Недели две назад Алиса Петровна случайно встретила свою старую подругу, еще по тому литовскому городку, в котором они обе выросли. Оказалось, Тая давно переселилась в Москву, примерно в то же время, что и Алина Петровна, вышедшая замуж за москвича. А Тая приехала пробивать себе дорогу. Ей, конечно, было что вспомнить и порассказать о своих мытарствах вплоть до последнего времени, но результат получился тот, который вызвал в Алисе Петровне самую настоящую зависть: это была ее собственная так и не воплотившаяся мечта! Тайка стала директором не самой маленькой, хотя и не самой крупной фирмы, выполняющей посреднические услуги. Вскоре она предложила принять на работу свою подругу детства, с перспективой стать потом совладелицей. Условия были хороши, даже очень хорошо – как раз то, что нужно Алисе Петровне. Но смущало одно обстоятельство: с психикой Таи за истекшие годы что-то произошло, иначе говоря, она попросту свихнулась. Возможно, тут сыграли свою роль собрания, на которые подруга ходила второй год и которые, как поняла Алина Петровна, представляли собой нечто вроде секты. Тайка заставила и ее туда сходить. Говорили о конце света, который скоро наступит и к которому надо готовиться. Когда после собрания восторженная Тайка с горящими щеками спросила «Ну как тебе?» Алисе Петровне пришлось усердно закивать головой, как бы выражая этим свое сильное впечатление. Потому что она чувствовала – стоит проявить в данном вопросе холодность, и дружба с Тайкой завянет, а вместе с ней и наметившееся деловое сотрудничество.

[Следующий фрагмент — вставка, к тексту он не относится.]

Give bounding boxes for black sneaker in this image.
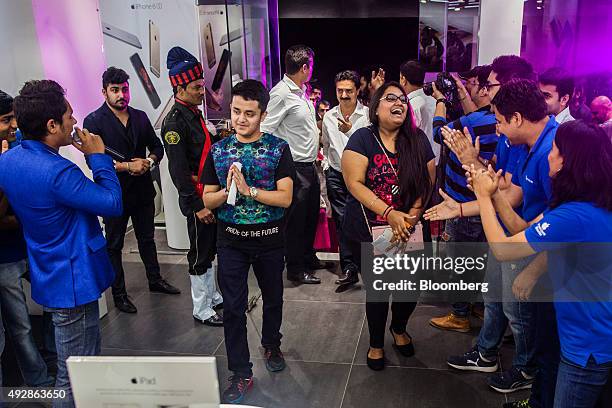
[488,367,534,394]
[503,399,531,408]
[223,375,253,404]
[446,347,497,373]
[265,347,285,373]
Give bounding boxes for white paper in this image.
[227,162,242,205]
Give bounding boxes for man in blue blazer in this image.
[0,80,122,407]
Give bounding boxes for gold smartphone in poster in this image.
[149,20,161,78]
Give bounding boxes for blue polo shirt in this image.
[525,202,612,367]
[512,116,559,222]
[495,135,521,174]
[0,134,28,264]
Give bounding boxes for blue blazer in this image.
[0,140,123,308]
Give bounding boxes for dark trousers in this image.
[217,247,285,377]
[325,167,357,271]
[104,201,162,298]
[444,216,487,317]
[187,213,217,275]
[554,356,612,408]
[348,241,417,348]
[285,162,321,275]
[529,300,561,408]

Во всех других вопросах, кроме конца света и необходимости быть божественным проповедником, подруга вела себя вполне рационально. Грядущее светопреставление не мешало ей оставаться сведущей в финансовых вопросах, где она готова была грызться за каждую копейку. И даже, сколь ни удивительно, помогало: от секты, как вскоре поняла Алиса Петровна, тянулись какие-то особые каналы, не последние в бизнесе. Словом, тут все оказалось спаяно: идеология и деньги. Очень скоро выяснилось, что эта связь должна захватить и саму Алису Петровну.

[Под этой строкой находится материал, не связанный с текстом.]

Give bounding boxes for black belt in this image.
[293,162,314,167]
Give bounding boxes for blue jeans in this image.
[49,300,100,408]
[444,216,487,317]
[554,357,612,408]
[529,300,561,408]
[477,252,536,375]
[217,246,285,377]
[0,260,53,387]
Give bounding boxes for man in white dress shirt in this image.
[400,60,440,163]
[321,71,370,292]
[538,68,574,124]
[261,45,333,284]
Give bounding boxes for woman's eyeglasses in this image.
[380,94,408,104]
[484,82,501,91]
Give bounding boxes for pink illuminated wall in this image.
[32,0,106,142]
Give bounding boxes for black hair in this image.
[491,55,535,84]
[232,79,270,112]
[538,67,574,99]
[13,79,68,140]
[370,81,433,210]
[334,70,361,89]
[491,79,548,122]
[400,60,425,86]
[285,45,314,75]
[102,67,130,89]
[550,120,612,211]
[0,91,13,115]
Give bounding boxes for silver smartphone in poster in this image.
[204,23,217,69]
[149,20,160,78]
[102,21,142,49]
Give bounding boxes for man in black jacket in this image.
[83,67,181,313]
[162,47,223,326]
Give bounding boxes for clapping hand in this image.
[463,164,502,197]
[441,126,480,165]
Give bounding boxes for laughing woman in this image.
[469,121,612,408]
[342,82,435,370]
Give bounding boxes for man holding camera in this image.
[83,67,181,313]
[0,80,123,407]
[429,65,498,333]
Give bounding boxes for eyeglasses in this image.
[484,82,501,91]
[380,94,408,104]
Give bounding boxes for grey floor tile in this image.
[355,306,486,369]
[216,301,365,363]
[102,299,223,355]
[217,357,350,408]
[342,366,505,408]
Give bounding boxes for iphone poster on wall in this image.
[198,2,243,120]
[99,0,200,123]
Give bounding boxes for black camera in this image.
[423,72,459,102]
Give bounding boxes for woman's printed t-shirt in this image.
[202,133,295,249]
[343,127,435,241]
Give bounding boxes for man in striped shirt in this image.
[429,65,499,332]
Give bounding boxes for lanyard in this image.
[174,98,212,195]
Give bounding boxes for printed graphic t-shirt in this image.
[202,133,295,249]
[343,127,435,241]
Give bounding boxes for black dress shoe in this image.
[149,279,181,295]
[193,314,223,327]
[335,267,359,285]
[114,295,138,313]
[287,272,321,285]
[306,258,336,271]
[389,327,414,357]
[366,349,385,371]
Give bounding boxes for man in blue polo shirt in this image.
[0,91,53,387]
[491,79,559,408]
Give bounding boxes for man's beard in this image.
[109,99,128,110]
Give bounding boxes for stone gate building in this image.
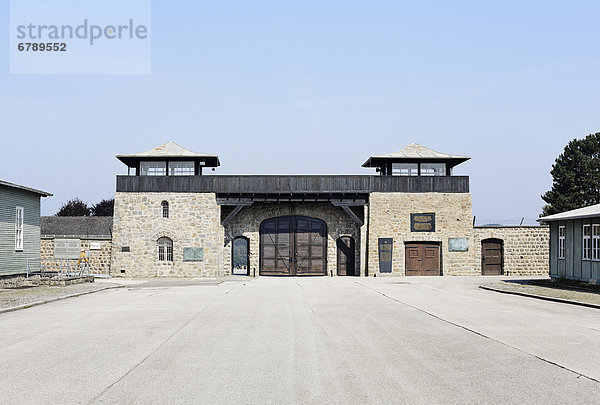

– Мне нужна не просто деловая партнерша, но родственная душа! – объявила Тайка не далее как вчера, когда они возвращались с очередного собрания. – Ведь мы с тобой родственные души, Алиса? Неважно, что ты недавно ступила на путь истины. Могу я дать тебе первое поручение, первое наше с тобой общее духовное дело?
В результате этих подходов выяснилось, что подруге нужен человек, готовый проповедовать. А конкретно – ловить на улице прохожих и убеждать их в том, что они шагу не успеют ступить, как небо упадет на землю. Алиса Петровна растерялась: в такой роли она никогда себя не представляла. Если только согласиться для виду, а самой ничего такого не делать…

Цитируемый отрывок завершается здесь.